Blind activist seeks exile in U.S.

Monday, May 7, 2012

By Joseph DeCaro, Worthy News Correspondent

BEIJING, CHINA (Worthy News)-- Blind activist Chen Guangcheng now wants to go into exile in the United States rather than remain in China on account of fears for his safety and that of his family.

Guangcheng, who had taken refuge in the embassy six days ago, voluntarilly left the building yesterday to seek treatment in the hospital of Chaoyang District in what looks like an agreement between the U.S. and China; under the agreement, Guangcheng and his family will live outside of Shandong where he can continue his studies, but after meeting with his wife and their two sons, Chen apparently changed his mind and asked for asylum in the U.S. because his safety could not be guaranteed in China.

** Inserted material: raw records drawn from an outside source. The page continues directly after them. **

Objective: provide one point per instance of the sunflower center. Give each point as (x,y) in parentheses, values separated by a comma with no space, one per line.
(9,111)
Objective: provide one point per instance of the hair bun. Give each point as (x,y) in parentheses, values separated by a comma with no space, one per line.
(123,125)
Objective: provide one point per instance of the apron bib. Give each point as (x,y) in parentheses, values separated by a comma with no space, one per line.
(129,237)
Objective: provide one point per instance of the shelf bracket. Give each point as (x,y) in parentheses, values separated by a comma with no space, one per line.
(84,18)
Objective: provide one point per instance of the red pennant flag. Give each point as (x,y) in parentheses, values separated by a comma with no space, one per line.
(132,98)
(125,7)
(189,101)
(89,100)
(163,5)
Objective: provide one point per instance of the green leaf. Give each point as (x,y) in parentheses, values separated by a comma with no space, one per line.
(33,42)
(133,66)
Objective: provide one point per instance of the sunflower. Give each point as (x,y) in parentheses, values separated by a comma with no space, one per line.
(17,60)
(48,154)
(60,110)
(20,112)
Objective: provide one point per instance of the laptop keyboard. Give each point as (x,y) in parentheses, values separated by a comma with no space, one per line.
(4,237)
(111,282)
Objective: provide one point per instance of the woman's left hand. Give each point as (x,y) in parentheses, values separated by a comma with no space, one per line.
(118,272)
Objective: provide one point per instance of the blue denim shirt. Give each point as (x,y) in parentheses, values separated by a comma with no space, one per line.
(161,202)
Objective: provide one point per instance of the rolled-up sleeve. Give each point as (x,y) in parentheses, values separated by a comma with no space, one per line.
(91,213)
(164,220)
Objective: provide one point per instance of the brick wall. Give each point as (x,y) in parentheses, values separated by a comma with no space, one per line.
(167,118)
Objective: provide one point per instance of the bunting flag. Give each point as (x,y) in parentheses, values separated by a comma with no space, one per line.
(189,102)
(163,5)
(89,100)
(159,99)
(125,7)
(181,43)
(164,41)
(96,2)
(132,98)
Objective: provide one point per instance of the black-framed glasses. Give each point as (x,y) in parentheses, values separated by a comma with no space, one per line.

Guangcheng's wife, Yuan Weijing, said she was tied to a chair for days while being threatened by members of the Shandong government, so Guangcheng appealed directly to President Barack Obama to ensure the safety of his family.

However, the fate of Guangcheng and his family now rests with Beijing, which has already demanded an apology from the United States for allowing him to take refuge in its embassy; Chinese Foreign Ministry spokesman Liu Weimin accused Washington of "interfering in the internal affairs of China."

During the on going US-China talks concerning economic issues and policies, Secretary of State Hillary Clinton urged China to respect human rights, but did not even mention Guangcheng; according to Bob Fu of China Aid Association, the U.S. has "abandoned" his longtime friend.